La muerte de niños por enfermedades derivadas de la desnutrición, no significa nada para los endeudadores seriales, simples daños colaterales que se asumen como necesarios para aumentar la probabilidad de recobro de sus monumentales estafas financieras. Los hospitales quebrados en sus posibilidades de atención decente a la población abandonada, reflejan el lado más perverso de semejante depredación económica.

Pero siempre hay algo peor. Como por ejemplo, esas turbias transas entre gobernadores temerosos de ofender al gran capital y a los funcionarios prefabricados para la mentira permanente. O esas posturas negociadoras de un presupuesto que, se sabe, elevará las desgracias populares hasta límites jamás conocidos. Discursos vacíos de valor, la ética tirada a la basura, los ciudadanos tratados como moneda de cambio y la pobreza como un simple número estadístico. Así se construye eso que denominan, con cinismo inigualable, “gobernabilidad”.

Son los visitantes asiduos de programas televisivos donde desparraman sus verborragias sin sustancia, explicando la realidad que conocemos, diagnosticando la inmediatez evidente, falseando posturas opositoras que no sostienen cuando se enfrentan al Poder al que, en realidad, sirven. Tan miserables como los otros, solo arriman propuestas tan ridículas e inoperantes como sus capacidades cognitivas, que evidencian cuando se les plantan los verdaderos defensores de las causas justas, los honestos representantes de los que nunca tienen voz, solo votos cooptados por ignorancias provocadas para sus propias desgracias.

Se ofenden con altivez cuando se les espetan verdades de a puño, evidencias incontrastables de los sucesos cotidianos, relatos conmovedores de sufrimientos reales de los seres humanos que tanto desprecian. Rápidos de reflejos condicionados por el Poder, saltan periodistas y diagnosticadores seriales con las consabidas palabras que ofician de barreras a las rebeldías populares: institucionalidad y democracia.

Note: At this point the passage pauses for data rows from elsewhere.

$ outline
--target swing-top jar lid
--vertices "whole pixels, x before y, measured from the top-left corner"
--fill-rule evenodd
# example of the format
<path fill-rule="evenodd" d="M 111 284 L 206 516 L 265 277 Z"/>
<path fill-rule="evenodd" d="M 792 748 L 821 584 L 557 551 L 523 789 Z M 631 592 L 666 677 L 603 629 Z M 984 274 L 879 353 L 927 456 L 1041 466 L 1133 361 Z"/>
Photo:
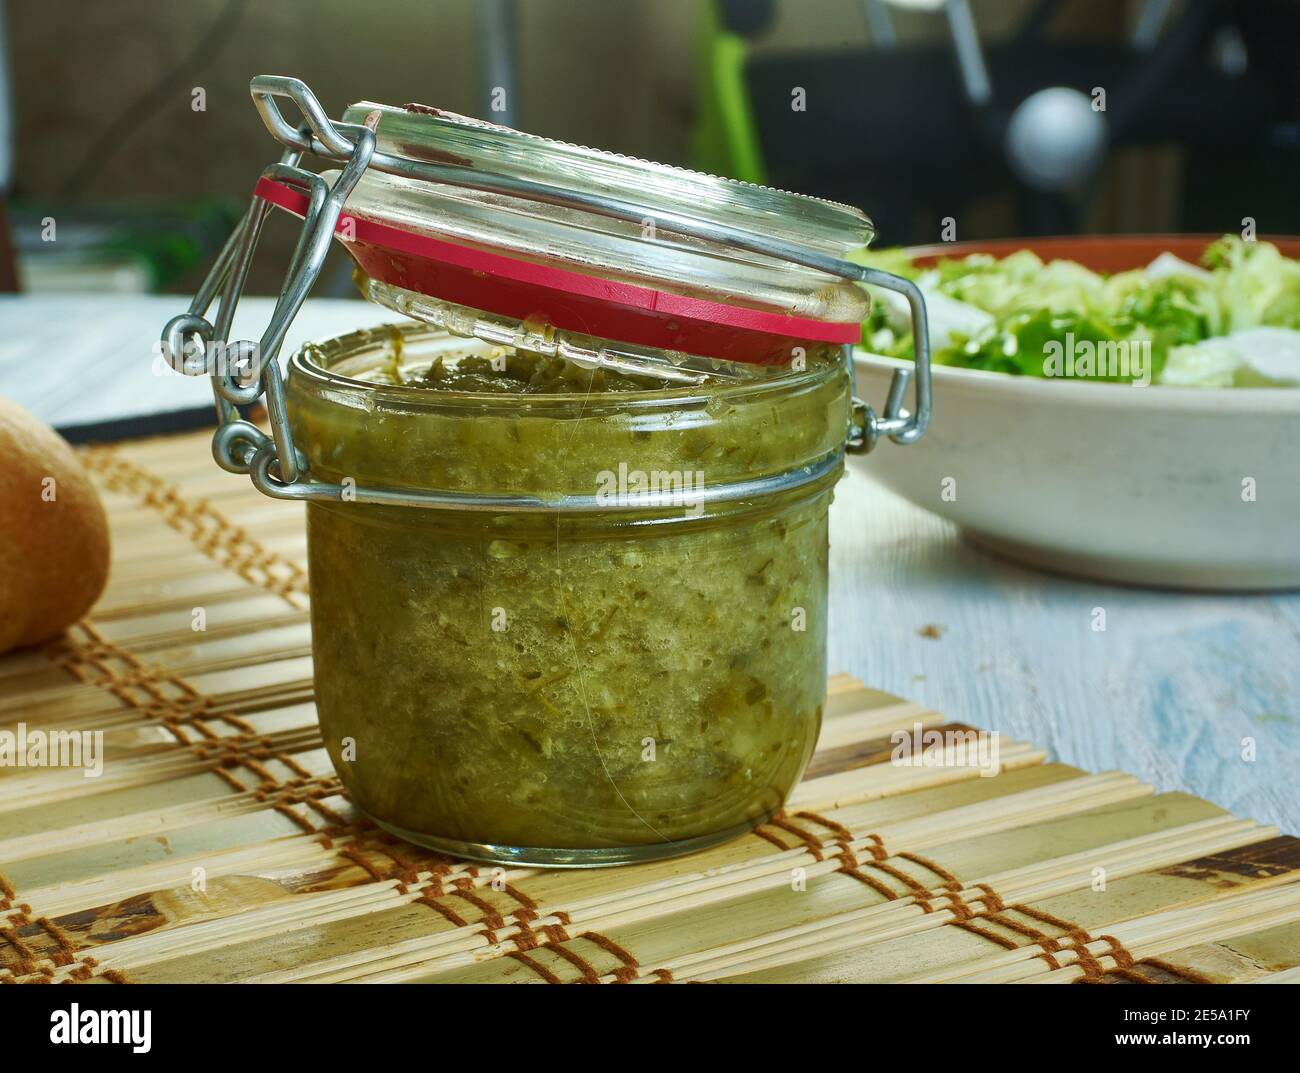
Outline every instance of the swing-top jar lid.
<path fill-rule="evenodd" d="M 851 205 L 544 138 L 424 104 L 362 101 L 348 106 L 343 121 L 371 127 L 377 152 L 620 197 L 644 205 L 648 215 L 656 209 L 684 213 L 826 253 L 865 246 L 875 234 L 866 214 Z"/>
<path fill-rule="evenodd" d="M 336 237 L 367 296 L 404 313 L 484 335 L 473 316 L 481 311 L 497 341 L 523 325 L 543 340 L 577 340 L 579 351 L 591 344 L 594 354 L 612 340 L 751 365 L 788 362 L 808 342 L 859 338 L 861 288 L 764 251 L 761 241 L 734 241 L 743 233 L 842 259 L 874 236 L 859 209 L 424 105 L 363 101 L 343 121 L 374 131 L 381 166 L 353 188 Z M 492 176 L 494 189 L 438 181 L 462 168 Z M 549 200 L 539 184 L 571 196 Z M 271 178 L 257 193 L 306 209 L 301 191 Z M 609 204 L 633 206 L 638 218 L 603 211 Z M 682 234 L 677 220 L 717 237 Z"/>
<path fill-rule="evenodd" d="M 517 346 L 515 339 L 522 338 L 537 349 L 534 343 L 571 336 L 581 350 L 586 338 L 599 345 L 589 351 L 598 362 L 610 351 L 617 359 L 625 349 L 635 359 L 639 347 L 645 352 L 640 356 L 665 369 L 725 363 L 728 373 L 748 369 L 746 379 L 766 379 L 764 364 L 788 363 L 797 370 L 800 342 L 856 341 L 867 312 L 860 284 L 898 293 L 911 310 L 914 366 L 895 372 L 880 416 L 865 401 L 853 400 L 845 450 L 868 451 L 882 436 L 914 443 L 924 435 L 932 409 L 925 296 L 910 279 L 842 256 L 865 246 L 872 235 L 871 222 L 856 209 L 533 138 L 418 106 L 357 104 L 347 121 L 336 124 L 305 83 L 284 75 L 258 75 L 249 88 L 267 130 L 285 152 L 263 170 L 254 204 L 188 311 L 163 327 L 162 352 L 178 371 L 211 375 L 219 419 L 213 455 L 222 468 L 249 474 L 267 495 L 484 511 L 545 512 L 554 506 L 531 496 L 352 487 L 312 476 L 294 443 L 279 354 L 320 275 L 332 236 L 372 273 L 367 277 L 372 295 L 382 297 L 379 287 L 404 295 L 419 319 L 437 325 L 441 315 L 461 334 L 493 342 L 491 332 L 513 323 L 516 336 L 501 342 Z M 294 105 L 301 121 L 286 118 L 281 102 Z M 300 166 L 306 155 L 341 170 L 309 171 Z M 261 337 L 231 340 L 267 203 L 301 215 L 304 227 Z M 378 282 L 385 277 L 397 282 Z M 438 292 L 405 287 L 425 282 L 446 290 L 430 297 Z M 449 293 L 456 288 L 476 288 L 483 305 L 458 304 Z M 401 308 L 400 302 L 393 304 Z M 491 312 L 476 312 L 484 308 Z M 443 312 L 425 315 L 438 309 Z M 540 330 L 534 332 L 539 320 Z M 480 325 L 491 332 L 480 332 Z M 788 343 L 795 346 L 786 350 Z M 194 366 L 187 359 L 198 347 L 222 360 Z M 680 350 L 674 354 L 672 347 Z M 679 363 L 678 357 L 686 360 Z M 844 357 L 851 373 L 847 345 Z M 784 372 L 772 378 L 784 379 Z M 242 420 L 237 409 L 263 395 L 269 435 Z M 909 402 L 910 410 L 905 409 Z M 739 481 L 719 486 L 714 498 L 722 502 L 753 494 L 750 482 Z M 598 500 L 566 500 L 563 507 L 604 509 Z"/>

Esas mismas palabras que denigran con cada acto, con sus propias vejaciones a sus significados, cómplice manera de ayudar a apabullar al Pueblo con mazazos que los aturdan hasta lograr la repetición electoral de los saqueadores de la Nación. “Hay que esperar que terminen sus mandatos”, dicen sin ponerse colorados. Esperar que mueran más pibes sin alimentación, esperar que exploten más escuelas, esperar que se cierren más hospitales y abran más comedores. Esperar que la parca se regodee entre el pobrerío abandonado, entre los habitantes de las calles y los puentes, entre los “nadies” consumidos por las drogas que ellos trafican con descaro.

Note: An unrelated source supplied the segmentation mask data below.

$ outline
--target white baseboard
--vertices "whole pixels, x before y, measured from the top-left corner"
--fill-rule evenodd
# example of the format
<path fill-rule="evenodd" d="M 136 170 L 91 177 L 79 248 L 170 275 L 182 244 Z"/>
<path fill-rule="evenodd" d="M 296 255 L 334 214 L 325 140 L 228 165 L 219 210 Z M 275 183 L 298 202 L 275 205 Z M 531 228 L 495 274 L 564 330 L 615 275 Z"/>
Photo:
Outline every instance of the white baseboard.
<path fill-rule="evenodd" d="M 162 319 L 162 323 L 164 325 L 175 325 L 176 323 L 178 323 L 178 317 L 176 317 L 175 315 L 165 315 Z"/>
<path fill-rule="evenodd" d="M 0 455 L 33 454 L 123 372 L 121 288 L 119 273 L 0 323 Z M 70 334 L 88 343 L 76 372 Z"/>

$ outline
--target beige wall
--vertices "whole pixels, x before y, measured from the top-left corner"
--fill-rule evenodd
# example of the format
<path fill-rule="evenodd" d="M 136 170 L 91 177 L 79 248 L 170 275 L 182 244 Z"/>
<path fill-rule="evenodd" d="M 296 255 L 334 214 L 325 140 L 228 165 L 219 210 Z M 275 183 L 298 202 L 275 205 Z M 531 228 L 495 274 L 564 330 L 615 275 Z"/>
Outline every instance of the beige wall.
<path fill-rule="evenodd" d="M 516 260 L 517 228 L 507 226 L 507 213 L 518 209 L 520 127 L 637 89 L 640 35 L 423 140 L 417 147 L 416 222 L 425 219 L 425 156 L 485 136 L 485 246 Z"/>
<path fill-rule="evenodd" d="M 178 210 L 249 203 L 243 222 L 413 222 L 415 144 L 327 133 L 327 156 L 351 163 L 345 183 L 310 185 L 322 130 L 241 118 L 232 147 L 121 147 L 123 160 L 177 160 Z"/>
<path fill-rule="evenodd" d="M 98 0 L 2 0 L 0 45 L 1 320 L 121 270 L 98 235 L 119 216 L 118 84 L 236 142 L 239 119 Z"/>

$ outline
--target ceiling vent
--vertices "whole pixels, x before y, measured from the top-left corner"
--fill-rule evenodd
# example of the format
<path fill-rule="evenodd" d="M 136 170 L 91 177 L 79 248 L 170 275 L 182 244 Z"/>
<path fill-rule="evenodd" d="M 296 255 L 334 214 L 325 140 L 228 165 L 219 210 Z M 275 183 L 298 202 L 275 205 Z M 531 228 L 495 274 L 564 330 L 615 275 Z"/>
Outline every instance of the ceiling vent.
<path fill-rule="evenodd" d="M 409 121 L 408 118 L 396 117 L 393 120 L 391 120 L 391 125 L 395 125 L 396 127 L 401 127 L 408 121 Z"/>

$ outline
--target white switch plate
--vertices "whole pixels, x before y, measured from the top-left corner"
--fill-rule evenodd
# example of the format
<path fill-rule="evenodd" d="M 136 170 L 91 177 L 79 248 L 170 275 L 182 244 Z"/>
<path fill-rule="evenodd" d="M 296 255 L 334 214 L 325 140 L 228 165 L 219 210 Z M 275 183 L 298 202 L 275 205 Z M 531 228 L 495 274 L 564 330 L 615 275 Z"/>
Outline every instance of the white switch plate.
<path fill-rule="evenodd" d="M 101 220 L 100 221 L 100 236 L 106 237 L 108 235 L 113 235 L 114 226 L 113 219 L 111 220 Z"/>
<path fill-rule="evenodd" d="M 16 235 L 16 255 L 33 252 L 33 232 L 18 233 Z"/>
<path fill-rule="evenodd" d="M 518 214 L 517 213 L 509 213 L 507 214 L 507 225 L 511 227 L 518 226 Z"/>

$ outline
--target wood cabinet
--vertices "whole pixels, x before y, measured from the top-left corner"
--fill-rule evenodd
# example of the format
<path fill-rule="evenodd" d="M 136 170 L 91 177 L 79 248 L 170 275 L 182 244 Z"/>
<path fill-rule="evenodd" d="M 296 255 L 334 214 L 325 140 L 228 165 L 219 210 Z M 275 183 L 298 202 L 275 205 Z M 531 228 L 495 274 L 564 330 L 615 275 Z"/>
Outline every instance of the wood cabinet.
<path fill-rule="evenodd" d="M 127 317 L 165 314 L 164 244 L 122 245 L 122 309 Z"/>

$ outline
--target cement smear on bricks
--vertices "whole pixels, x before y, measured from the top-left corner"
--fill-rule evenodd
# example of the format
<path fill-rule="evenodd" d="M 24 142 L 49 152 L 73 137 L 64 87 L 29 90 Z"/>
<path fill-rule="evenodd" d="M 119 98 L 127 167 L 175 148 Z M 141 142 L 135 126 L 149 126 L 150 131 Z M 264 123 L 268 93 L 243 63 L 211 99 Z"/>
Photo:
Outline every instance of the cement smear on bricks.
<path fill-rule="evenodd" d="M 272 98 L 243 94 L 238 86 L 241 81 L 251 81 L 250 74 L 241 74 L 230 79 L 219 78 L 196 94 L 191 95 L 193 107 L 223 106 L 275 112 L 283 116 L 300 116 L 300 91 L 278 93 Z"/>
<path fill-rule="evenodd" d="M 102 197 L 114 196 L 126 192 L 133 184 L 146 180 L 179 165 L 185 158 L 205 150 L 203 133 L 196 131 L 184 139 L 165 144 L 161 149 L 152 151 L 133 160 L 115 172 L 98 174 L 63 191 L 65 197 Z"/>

Los límites se han difuminado. Las voluntades se aplastan con balas y gases. Los deseos se achican hasta la básica y elemental sobrevivencia. La Justicia, otrora valor inconmovible, se ha transformado en un sistema de persecuciones y desatinos legales. Y la esperanza, ese último reducto de los sueños, es eliminada de cuajo de una sociedad sin un destino mayor, que ser solo un montón de ilusiones perdidas entre hipocresías y promesas tan vacías, como los bolsillos populares.